Kılıçdaroğlu, "Ayrıca Kanal İstanbul'dan da bahsetmek istiyorum. Kanal İstanbul ihalesini hiç kimse almayacak. Eğer alan olursa çok ağır bedeller ödeyecektir. İster içeriden ister dışarıdan bu coğrafyaya ihanet etmek üzere açılan bir ihaleyi birisi alıyorsa ve iklim krizinin bu kadar yaygın olarak konuşulduğu bir dünyada siz hala İstanbul'a ihanet etmeye devam edecekseniz ve bunun ihalesi açılacaksa, o ihaleye giren ağır bedeller ödeyecektir. Bunu herkesin bilmesini isterim" diye konuştu.
"5 TEMEL STRATEJİ BELİRLEDİK"
İmamoğlu konuşmasında İstanbul, ekonomik ve sosyal açıdan Türkiye'nin merkezi olduğuna dikkat çekerek , "İstanbul'un ikliminde meydana gelecek olumsuzlukların etkisi ulusal ve hatta küresel boyutta olacaktır. Bu nedenle bilim insanlarının önümüze koyduğu riskli tabloyu yaşamamak için İstanbul İklim Vizyonu çerçevesinde 5 temel strateji belirledik.

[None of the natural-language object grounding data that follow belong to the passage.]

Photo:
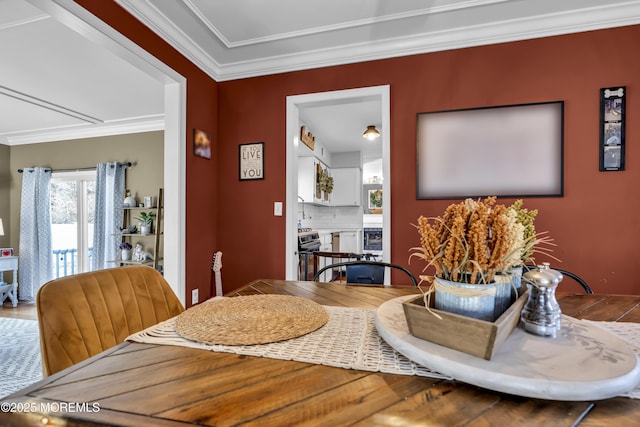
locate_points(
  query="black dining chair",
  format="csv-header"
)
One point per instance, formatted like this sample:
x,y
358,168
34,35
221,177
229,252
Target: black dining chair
x,y
365,272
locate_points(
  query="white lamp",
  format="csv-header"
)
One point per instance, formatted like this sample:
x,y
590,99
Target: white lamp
x,y
371,133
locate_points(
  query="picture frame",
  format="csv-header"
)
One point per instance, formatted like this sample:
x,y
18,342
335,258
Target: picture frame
x,y
251,161
612,128
201,144
504,151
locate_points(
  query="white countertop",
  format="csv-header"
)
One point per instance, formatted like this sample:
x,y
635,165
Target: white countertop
x,y
335,230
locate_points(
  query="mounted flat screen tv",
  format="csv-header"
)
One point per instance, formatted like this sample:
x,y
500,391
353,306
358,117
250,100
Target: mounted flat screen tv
x,y
506,151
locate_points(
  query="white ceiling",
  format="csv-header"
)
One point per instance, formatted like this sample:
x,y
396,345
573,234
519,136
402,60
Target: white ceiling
x,y
55,84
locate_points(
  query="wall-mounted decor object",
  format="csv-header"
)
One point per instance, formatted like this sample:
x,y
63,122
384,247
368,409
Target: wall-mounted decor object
x,y
201,144
307,138
612,128
507,151
6,252
252,161
375,201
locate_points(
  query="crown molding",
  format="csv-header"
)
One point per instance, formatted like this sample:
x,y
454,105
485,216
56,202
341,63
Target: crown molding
x,y
147,124
595,18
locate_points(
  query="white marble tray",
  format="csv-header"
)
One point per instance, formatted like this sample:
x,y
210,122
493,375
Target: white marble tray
x,y
584,362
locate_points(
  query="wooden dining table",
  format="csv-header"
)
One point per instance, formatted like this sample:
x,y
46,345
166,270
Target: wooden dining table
x,y
135,384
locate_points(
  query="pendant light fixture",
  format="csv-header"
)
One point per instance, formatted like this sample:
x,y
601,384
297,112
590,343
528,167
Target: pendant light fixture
x,y
371,133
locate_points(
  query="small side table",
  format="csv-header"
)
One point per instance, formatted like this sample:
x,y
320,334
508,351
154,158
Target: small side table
x,y
10,290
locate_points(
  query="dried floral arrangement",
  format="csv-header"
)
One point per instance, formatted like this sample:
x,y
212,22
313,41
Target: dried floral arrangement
x,y
476,239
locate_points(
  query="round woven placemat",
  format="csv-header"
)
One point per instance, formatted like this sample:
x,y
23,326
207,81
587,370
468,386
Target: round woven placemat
x,y
252,319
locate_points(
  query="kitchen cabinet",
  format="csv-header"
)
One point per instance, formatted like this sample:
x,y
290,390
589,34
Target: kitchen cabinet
x,y
308,174
351,241
325,242
347,186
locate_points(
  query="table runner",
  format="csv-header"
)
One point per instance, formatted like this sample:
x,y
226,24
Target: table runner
x,y
349,340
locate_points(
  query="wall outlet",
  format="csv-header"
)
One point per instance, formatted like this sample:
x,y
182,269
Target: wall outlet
x,y
277,208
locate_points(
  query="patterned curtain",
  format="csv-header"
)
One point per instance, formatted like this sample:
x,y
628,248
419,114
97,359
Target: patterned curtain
x,y
36,264
108,214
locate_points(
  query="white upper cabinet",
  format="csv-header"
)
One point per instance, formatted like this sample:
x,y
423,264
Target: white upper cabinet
x,y
347,186
308,171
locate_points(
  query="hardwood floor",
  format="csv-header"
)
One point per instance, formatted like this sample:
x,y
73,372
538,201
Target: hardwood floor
x,y
24,310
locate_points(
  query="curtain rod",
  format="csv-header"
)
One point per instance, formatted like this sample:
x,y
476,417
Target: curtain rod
x,y
126,164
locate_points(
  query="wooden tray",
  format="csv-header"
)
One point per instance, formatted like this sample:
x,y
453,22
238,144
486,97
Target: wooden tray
x,y
476,337
585,362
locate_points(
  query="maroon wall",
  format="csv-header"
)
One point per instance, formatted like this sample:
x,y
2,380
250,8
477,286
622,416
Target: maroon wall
x,y
594,225
201,174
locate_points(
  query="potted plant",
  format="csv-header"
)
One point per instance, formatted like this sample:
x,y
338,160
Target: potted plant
x,y
125,251
146,221
467,247
325,183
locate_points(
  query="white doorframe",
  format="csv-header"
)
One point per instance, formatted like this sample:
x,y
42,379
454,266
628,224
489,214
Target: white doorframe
x,y
175,106
293,131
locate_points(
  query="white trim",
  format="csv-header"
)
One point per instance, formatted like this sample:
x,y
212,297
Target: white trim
x,y
574,21
85,131
150,16
292,131
345,25
79,19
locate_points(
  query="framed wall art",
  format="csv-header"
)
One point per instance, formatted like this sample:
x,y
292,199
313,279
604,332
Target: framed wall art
x,y
505,151
612,128
252,161
201,144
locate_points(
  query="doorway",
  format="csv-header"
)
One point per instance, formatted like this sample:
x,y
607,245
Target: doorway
x,y
78,19
294,105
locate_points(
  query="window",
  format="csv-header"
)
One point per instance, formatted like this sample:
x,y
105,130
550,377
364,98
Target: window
x,y
72,215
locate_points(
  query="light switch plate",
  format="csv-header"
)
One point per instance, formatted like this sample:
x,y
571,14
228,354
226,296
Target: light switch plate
x,y
277,208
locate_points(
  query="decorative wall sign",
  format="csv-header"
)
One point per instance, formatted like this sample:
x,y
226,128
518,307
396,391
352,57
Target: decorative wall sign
x,y
252,161
612,128
307,138
201,144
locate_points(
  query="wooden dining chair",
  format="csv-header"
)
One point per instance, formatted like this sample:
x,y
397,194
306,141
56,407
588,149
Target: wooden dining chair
x,y
365,272
82,315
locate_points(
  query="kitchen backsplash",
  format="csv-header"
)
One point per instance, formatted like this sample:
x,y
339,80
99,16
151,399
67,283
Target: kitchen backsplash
x,y
330,217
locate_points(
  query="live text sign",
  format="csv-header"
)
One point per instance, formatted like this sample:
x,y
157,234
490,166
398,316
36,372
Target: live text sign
x,y
252,161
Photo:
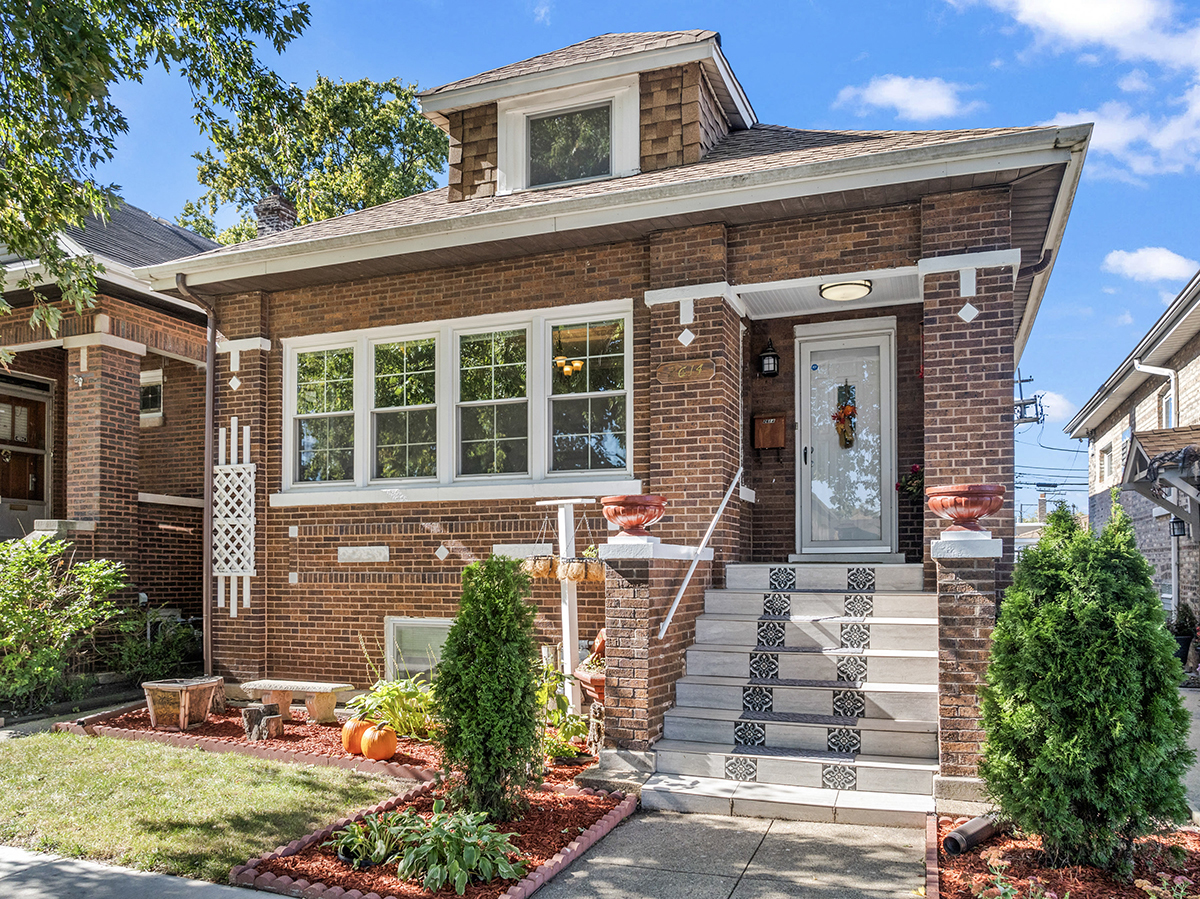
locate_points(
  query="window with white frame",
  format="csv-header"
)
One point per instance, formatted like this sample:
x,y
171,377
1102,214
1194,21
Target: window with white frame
x,y
324,421
519,396
405,420
568,135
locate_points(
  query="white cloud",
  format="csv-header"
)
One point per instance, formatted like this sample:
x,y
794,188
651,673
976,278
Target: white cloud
x,y
1150,263
1057,407
1135,82
917,99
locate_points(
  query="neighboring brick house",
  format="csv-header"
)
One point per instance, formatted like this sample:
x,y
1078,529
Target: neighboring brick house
x,y
101,436
1147,407
405,377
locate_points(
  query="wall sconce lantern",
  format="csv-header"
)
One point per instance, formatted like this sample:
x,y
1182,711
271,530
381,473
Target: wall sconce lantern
x,y
768,361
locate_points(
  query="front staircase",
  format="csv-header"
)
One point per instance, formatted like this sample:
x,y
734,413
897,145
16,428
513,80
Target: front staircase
x,y
810,694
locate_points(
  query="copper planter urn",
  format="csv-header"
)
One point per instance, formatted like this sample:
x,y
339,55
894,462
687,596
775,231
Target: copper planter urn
x,y
964,504
631,514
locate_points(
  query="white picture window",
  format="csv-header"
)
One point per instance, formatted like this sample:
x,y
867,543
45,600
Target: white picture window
x,y
509,397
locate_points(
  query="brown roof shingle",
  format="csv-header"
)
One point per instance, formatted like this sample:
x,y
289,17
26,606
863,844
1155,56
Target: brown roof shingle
x,y
601,47
757,149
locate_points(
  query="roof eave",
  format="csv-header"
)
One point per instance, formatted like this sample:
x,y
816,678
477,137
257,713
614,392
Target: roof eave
x,y
988,154
1183,311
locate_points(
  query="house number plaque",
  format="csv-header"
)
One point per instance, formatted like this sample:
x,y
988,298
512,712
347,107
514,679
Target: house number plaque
x,y
689,370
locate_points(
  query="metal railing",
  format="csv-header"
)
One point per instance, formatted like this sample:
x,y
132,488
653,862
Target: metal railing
x,y
695,561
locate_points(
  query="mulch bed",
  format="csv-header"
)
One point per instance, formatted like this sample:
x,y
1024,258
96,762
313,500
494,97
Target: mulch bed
x,y
299,736
552,821
967,875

Bu stratejiler şunlardır: Sera gazı emisyonlarının azaltılması ve iklim krizine uyum sağlama kapasitesinin artırılması; İklim adaletinin sağlanması ve iklim krizinin sosyal ve ekonomik etkilerinin azaltılması; İklim krizine ve çevre yönetimine yönelik kurumsal kapasitenin geliştirilmesi;
İstanbul'un özgün ekolojisinin ve doğal kaynaklarının korunması, doğasının iyileştirilmesi ve onarılması; Yaşam döngüsünün desteklenmesi, kirlenmenin ve karbon ayak izinin azaltılması. 2050 yılına kadar hayata geçirilmesi öngördüğümüz başlıca stratejik hedeflerimiz ise şunlar: Tüm otomobil ve taksilerin kademeli olarak elektrikli olması, şehir genelindeki yolculukların % 35'inin toplu taşıma ile gerçekleştirilmesi, deniz ulaşımının oranının % 10 seviyesine çıkartılması, günlük yolculukların % 50'sinin yürüme ve bisiklet ile gerçekleşmesi, su kayıp ve kaçakların 2030 yılında %18 ve 2050 yılında %32 azaltılması, kişi başı su kullanımının 2040 yılına kadar %11 azaltılması ,yemek ve bahçe atıkları gibi organik atıkların en az %50 geri kazanılması, kentsel donatılarda % 100 enerji verimliliğinin sağlanması; enerji tedarikinin % 55'inin yenilenebilir kaynaklardan sağlanması; bertaraf edilen atıklardan elde edilen çöp gazının % 95'inin enerjiye çevrilmesi; organik atıklarının kompostlama metodu ile % 100 geri dönüştürülmesi; kağıt ve ambalaj atıklarının % 100 geri dönüşümü, tüm İBB binalarının enerjisinin yenilenebilir kaynaklardan sağlanması, sıfır atık yaklaşımının uygulanması İETT filosunun %100 elektrikli olması" diye sıraladı. İmamoğlu, İstanbul, bütün bunları başarma ve 2050 yılında iklim krizine dayanıklı hale gelme kapasitesine sahip bir kenttir. Bunun için, ortak aklın ve bilimin yol göstericiliğinde, iklim adaleti vizyonuyla ve insan odaklı bir yaklaşımla hareket etmek zorundayız" diye konuştu.
Programa Kılıçdaroğlu ve İmamoğlu'nun yanı sıra CHP İstanbul İl Başkanı Canan Kaftancıoğlu, İYİ Parti İl Başkanı Buğra Kavuncu ve CHP'li yöneticiler eşlik etti.